Some people just can't help it. They are jerks. I prefer to think that anyone and everyone can behave well if they choose to. For some, it takes a lot of concentration, and then some occasional backtracking to undo an initially rude or inappropriate reaction. I believe that almost everyone can act right, if encouraged and reminded, and if they understand it is in their own best interest. In general, everyone will need a favor, such as getting a hearing reset, an agreement to allow more time to respond to something, leniency or the benefit of the doubt. Jerks don't often get the favors.
Here are some specific ways being a jerk can affect you in the legal system.
1. You may face stronger opposition from the other side. They are less understanding or forgiving. If you (figuratively) slap them in the face, they probably won't turn the other cheek in litigation. Mad people fight back!
2. The Judge won't like you. The Judge is bound to follow the law, but he/she is not a robot. There will always be matters, especially in Family Law, where the Judge is allowed a wide range of discretion to decide outcomes. You need the Judge to like you when he/she is deciding property division, allocation of bills, support, visitation and other issues. Like it or not, most legal decisions are not precise applications of the law which produce mechanical results. Most decisions are discretionary. You don't need to fight the Judge.
3. Other important officials who don't wear robes may not like you. Humans fill the roles of court clerks, court coordinators, bailiffs, child support office workers, employees of the Domestic Relations Office and employees of the Texas Attorney General's Office. You may not ever think about some of them, but they see, know and talk about you (that's not just paranoia) and they can influence how easy or how difficult your life is in the future. You are better off if they don't remember you, because they normally just remember the “problems”.

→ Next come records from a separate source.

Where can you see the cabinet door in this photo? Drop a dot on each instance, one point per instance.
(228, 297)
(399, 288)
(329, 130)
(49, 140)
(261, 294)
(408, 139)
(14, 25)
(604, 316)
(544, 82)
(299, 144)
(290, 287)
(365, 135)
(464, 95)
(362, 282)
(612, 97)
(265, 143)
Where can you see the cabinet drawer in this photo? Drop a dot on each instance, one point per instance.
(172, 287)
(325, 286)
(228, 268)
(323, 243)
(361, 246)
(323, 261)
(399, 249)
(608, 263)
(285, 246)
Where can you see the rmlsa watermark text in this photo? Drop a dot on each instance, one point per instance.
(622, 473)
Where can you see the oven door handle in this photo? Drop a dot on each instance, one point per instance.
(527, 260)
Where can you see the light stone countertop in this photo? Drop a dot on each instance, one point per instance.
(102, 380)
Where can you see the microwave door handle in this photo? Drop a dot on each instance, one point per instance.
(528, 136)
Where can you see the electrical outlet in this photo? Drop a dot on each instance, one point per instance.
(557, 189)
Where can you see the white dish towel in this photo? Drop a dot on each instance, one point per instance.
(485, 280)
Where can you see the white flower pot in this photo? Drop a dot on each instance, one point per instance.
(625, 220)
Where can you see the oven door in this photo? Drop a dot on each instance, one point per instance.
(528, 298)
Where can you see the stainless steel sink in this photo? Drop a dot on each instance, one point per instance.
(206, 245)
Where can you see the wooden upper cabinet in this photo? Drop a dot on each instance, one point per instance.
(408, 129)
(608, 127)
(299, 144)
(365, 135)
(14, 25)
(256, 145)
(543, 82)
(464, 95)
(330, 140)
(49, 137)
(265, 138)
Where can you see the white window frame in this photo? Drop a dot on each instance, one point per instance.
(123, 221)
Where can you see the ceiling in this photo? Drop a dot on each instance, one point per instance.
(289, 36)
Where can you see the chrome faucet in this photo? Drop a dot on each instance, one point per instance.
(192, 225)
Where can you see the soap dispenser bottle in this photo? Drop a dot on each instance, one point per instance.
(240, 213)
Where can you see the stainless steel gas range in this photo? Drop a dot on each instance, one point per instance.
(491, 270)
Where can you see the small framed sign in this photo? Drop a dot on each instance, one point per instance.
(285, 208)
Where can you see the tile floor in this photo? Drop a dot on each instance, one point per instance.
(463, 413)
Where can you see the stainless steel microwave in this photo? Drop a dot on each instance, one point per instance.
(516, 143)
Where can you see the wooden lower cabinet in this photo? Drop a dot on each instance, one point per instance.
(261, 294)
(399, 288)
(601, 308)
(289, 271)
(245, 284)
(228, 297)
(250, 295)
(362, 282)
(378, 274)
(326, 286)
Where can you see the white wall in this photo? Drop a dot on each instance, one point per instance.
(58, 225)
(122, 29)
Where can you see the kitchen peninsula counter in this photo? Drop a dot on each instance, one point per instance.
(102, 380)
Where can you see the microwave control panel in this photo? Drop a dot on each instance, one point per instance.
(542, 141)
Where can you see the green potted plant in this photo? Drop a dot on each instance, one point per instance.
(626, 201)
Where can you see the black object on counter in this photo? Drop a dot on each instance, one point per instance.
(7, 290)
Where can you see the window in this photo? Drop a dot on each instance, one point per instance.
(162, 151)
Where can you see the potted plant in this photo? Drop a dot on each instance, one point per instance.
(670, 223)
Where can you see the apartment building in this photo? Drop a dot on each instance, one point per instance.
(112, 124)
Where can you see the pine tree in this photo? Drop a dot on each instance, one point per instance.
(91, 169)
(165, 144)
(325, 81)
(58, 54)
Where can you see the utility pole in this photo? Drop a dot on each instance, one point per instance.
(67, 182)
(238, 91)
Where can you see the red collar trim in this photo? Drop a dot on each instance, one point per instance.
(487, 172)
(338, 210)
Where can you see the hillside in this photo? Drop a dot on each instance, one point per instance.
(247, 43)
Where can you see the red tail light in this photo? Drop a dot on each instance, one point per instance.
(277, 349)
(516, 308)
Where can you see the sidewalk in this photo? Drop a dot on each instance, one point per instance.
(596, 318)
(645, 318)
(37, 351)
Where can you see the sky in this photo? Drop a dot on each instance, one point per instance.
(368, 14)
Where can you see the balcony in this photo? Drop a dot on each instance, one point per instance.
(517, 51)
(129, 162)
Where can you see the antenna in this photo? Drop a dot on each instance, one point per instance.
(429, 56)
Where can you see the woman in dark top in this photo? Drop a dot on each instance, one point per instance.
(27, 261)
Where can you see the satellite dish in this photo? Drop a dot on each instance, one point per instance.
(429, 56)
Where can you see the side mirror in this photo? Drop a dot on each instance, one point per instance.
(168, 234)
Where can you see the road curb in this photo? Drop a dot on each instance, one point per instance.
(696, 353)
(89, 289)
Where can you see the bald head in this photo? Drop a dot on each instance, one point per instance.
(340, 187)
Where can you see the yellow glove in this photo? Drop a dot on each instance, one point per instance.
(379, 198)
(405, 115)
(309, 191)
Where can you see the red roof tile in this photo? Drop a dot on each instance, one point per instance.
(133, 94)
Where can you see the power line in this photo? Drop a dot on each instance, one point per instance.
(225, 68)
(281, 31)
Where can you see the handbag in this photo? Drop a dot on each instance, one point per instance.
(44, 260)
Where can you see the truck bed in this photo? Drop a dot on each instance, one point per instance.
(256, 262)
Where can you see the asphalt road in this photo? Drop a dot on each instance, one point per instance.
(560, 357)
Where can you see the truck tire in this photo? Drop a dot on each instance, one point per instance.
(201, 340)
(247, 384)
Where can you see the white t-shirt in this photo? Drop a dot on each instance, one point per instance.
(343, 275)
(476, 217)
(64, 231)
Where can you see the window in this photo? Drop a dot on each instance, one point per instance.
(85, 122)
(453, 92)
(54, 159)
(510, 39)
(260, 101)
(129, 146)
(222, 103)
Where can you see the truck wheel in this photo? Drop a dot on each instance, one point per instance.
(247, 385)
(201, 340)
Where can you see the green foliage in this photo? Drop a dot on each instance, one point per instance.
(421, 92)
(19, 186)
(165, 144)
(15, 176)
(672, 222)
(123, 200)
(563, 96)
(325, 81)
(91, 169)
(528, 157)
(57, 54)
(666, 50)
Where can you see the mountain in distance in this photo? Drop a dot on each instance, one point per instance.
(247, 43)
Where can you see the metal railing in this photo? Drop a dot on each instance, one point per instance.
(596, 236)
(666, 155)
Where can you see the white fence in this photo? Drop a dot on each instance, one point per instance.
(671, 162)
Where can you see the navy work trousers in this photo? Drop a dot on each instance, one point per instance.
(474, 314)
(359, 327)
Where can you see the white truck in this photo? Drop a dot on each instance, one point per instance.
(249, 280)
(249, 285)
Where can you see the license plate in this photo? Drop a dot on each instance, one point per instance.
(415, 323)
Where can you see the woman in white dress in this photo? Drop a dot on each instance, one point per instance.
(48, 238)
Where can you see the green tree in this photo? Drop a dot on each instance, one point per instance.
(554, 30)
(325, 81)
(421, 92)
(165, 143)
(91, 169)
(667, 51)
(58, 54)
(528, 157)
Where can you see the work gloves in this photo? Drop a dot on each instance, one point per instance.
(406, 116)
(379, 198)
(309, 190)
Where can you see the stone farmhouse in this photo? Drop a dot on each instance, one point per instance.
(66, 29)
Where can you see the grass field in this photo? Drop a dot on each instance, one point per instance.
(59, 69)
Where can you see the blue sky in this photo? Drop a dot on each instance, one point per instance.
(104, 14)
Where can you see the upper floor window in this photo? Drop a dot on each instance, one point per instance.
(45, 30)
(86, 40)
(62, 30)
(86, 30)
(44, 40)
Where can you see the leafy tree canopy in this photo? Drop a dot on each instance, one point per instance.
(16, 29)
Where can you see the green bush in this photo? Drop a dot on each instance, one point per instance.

4. Your own attorney may not stick around. Most attorneys are busy. Very few want to waste time and put up with aggravation from a difficult client.
5. It will be harder to find witnesses and allies willing to help you out. Forcing someone to come to court and testify is usually a bad idea. You want voluntary witnesses. You want people coming forward and wanting to help you out. An ungrateful, vindictive, mean person usually has a hard time getting help from others.
Bonus Point: The more you fight, the longer it will take and the more it will cost. Don't complain about those things if you choose to be a jerk!